# Any Updates From Dencomm?



## mcdougall (Oct 28, 2007)

It's been about a month since any word of the Chamber of Horrors line...just wondering if there are any updates on the situation...? 
Check out the site and you'll see why I'm so impatient...(being a kid at heart and all)
www.dencomm.net.
Mcdee


----------



## Zombie_61 (Apr 21, 2004)

That's the first I've heard of these kits. Just what I need--more kits to add to my already oversized collection.


----------



## The Batman (Mar 21, 2000)

These are not the kits ( read the smallprint ) these are only the boxes.

- GJS


----------



## mcdougall (Oct 28, 2007)

Batman click on the Monster Scenes tile...although they sold the (repo) empty boxes, in the past... I assure you these are now the Monster scenes styrene kits...when you first hit the site scroll down past the 'empty' box offers to the 'Torture Scenes 'tile' click on that and you will find the Chamber of Horrors line of kits...again these are soon to be released Styrene kits... not just repo boxes
Mcdee

Check out this thread:
The Big News.... Finally (Multi-page thread 1 2 3 4 5 ... Last Page)
kit-junkie


----------



## Zombie_61 (Apr 21, 2004)

The Batman said:


> These are not the kits ( read the smallprint ) these are only the boxes.
> 
> - GJS


That's what I thought at first, but if you scroll down to the bottom of the page and click on the graphic that says "The Chamber of Horrors Torture Scenes", it takes you to a page that states, "A new series of assembly kits that explores the history and horror of some of the most extreme methods of interrogation and execution. Featuring the Gallows, the Electric Chair, the Pillory, the Torture Chamber, the Executioner's Block," and shows "product development" sketches of the Iron Maiden, the Rack, and the Judas Chair.


----------



## The Batman (Mar 21, 2000)

Oh, okay. I missed that. 
Apparently it won't let you post a _direct_ link...

- GJS


----------



## TAY666 (Jan 8, 2000)

The Batman said:


> Oh, okay. I missed that.
> Apparently it won't let you post a _direct_ link...
> 
> - GJS


You mean like this?
http://my.starstream.net/dlprince/dencomm/TORTURE_SCENES.htm


----------



## mcdougall (Oct 28, 2007)

Thanks Tay666...wasn't quite sure how to do that myself...Have you heard of any updates? I believe the next couple of years are going to be phenominal for all of us:thumbsup:
Mcdee


----------



## DENCOMM (Mar 13, 2008)

Hi Team,

Sorry for being away from the conversation here - been a bit busy with a little endeavor called "Monster Scenes." Moving along nicely with plenty of fun surprises in store.

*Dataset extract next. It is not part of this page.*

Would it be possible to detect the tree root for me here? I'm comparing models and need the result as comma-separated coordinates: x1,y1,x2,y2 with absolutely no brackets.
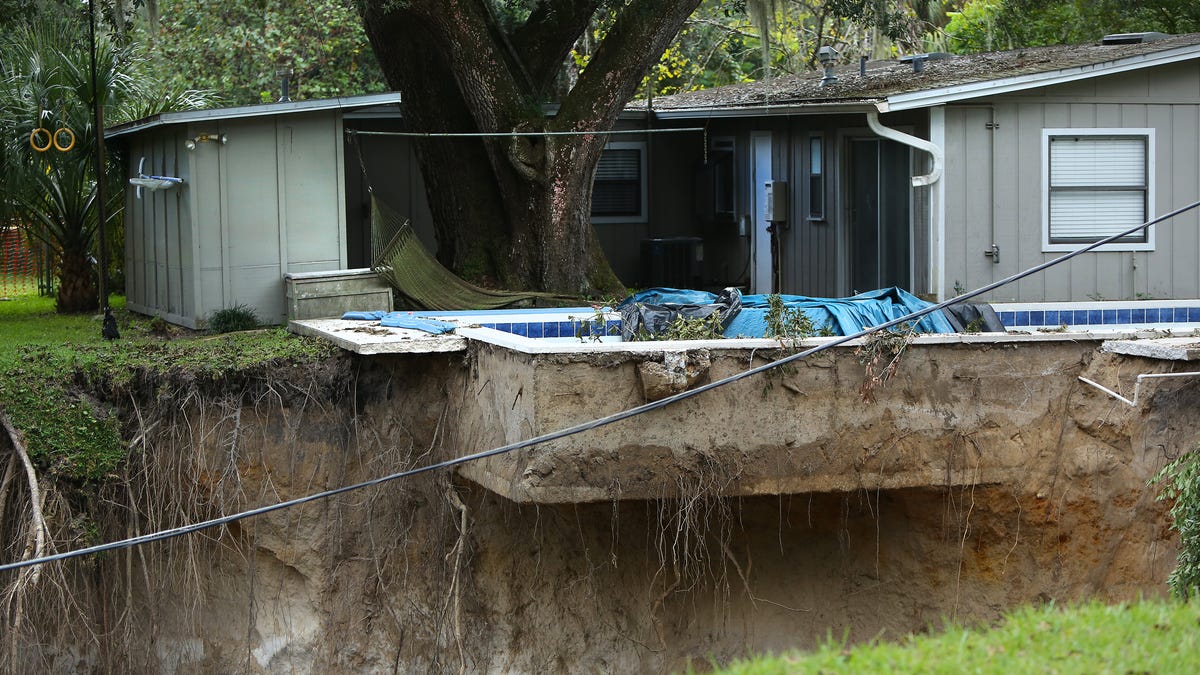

Regarding "Torture Scenes," I hope to begin work on refined designs soon but don't have much to share yet regarding availability.

Thanks for the ongoing interest and supports of our projects. Yes, these are good times indeed.


----------



## mcdougall (Oct 28, 2007)

Cool Dencomm ...just want to be in the loop...:thumbsup:


----------